Disclaimer: Nope, still don't own Star Wars.

Author's Note: Well, it was only a matter of time until I wrote a Dying!Somebody fic. Welcome to Leia's maybe death scene. Each part is a drabble from my 100 fic challenge.


Sixth Sense.

Before I know anything else, before I know who I am, I know he's here with me. It's the same feeling that told me to find Luke when we were escaping from Bespin, and I find it oddly disturbing I can sense things in this way now.

I don't remember what happened, but I know it's bad. I know that because he knows it, and I feel his fear.

I try to reach him, but it's like hitting a brick wall. For the first time I'm sad because he doesn't share my gift. If he did, I might comfort him.

Smell.

Gradually I become aware of something physical. Anyone who's been in a trash compactor knows smells can hit you the same way a stun bolt can. It's nothing you can touch, but it is very real.

His smell hits me all at once, and with it, all the memories I have piled up of him. Mostly I remember the places we were, the planets we've seen together. The Falcon. I can't think of one without the other, now.

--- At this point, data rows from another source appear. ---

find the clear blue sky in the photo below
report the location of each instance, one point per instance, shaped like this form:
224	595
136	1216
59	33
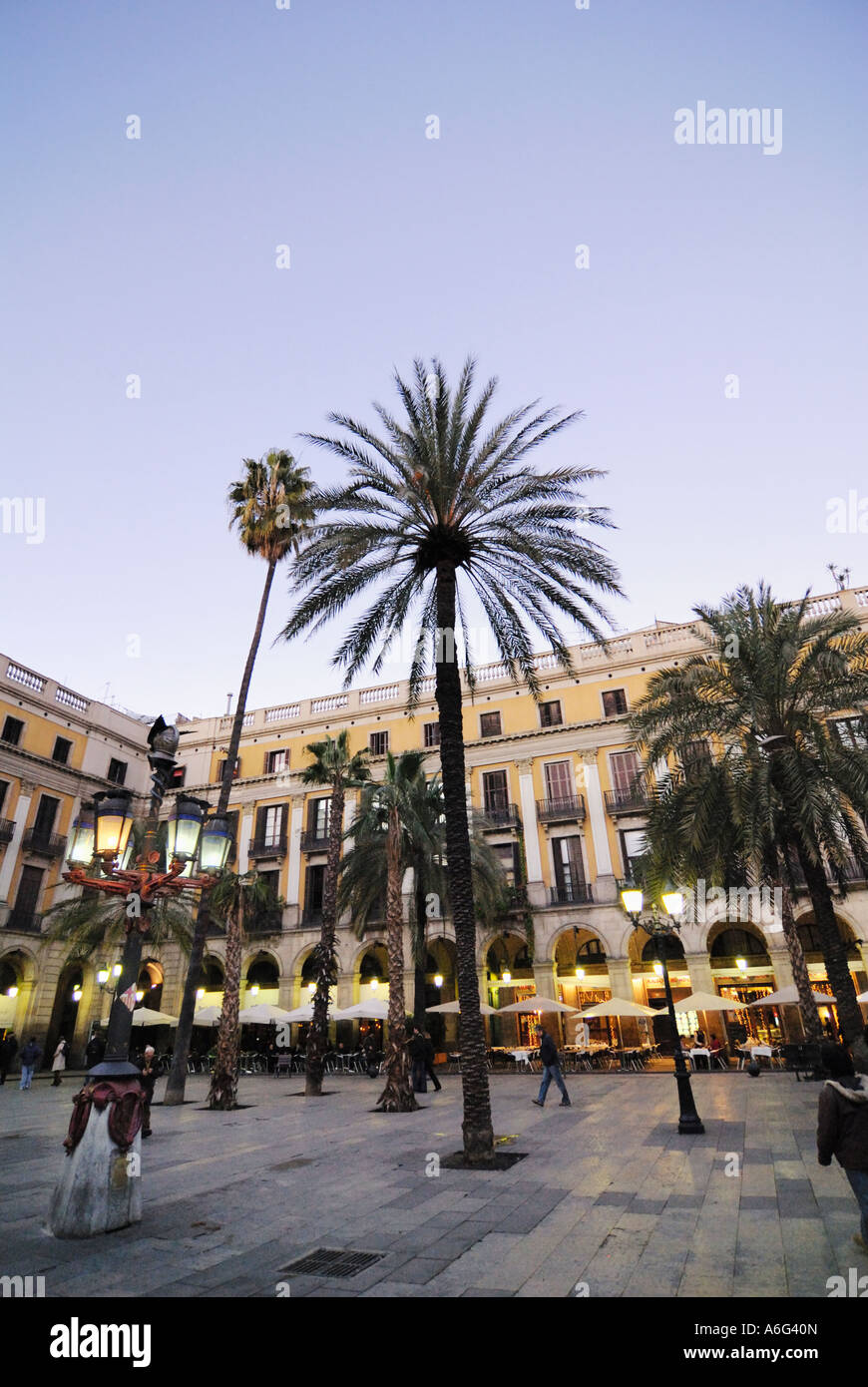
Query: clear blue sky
308	127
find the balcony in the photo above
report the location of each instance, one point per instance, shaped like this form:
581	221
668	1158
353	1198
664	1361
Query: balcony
46	845
315	841
634	800
577	895
266	847
500	818
566	809
27	921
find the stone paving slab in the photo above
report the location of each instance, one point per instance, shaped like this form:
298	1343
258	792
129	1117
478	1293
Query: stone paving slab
609	1194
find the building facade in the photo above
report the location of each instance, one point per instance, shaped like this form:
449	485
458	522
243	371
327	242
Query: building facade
552	784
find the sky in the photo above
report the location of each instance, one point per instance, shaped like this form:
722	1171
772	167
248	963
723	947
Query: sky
713	331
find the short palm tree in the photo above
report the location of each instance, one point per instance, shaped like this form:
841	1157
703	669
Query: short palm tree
770	686
447	501
340	770
269	509
233	899
699	829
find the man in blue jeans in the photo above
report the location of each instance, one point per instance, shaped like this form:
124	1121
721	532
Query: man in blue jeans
551	1070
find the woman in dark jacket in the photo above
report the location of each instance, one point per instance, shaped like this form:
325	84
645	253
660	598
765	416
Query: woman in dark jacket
843	1128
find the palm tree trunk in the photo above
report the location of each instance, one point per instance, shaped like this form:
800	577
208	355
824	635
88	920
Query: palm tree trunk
833	949
419	952
324	961
477	1128
223	1091
178	1074
810	1017
398	1095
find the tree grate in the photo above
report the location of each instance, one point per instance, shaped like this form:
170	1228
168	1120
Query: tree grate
327	1262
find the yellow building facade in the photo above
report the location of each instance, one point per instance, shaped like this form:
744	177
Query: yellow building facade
550	782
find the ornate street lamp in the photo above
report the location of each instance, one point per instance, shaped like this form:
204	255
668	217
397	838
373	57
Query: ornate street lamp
661	929
95	1194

Today I smell too many things to count. I don't even try to sort through them.

He smells perfect. That is enough.

Sound.

It hurts. I hurt, all the way down my body, but the noise rings its way into my head and it's worse than all the pain I half-feel from the slices and bruises and cracked ribs.

"It's going to be all right, princess. Just hang on until your brother gets here."

His voice hurts me, every syllable clanging around my empty head. He stops. Maybe I winced. I'd rather have the pain of hearing than have him silent like I'm already dead.

I work my throat, trying to get enough air to force it out again.

"Please. Don't stop talking."

Touch.

I am not safe, but I feel safe, because he is holding me. I know exactly how he holds me, my head braced against his chest, his knees supporting my back, his legs around mine. His arms are folded around my shoulders and chest. We have been here before, folded up like this. This is a cruel mockery of that restful pose.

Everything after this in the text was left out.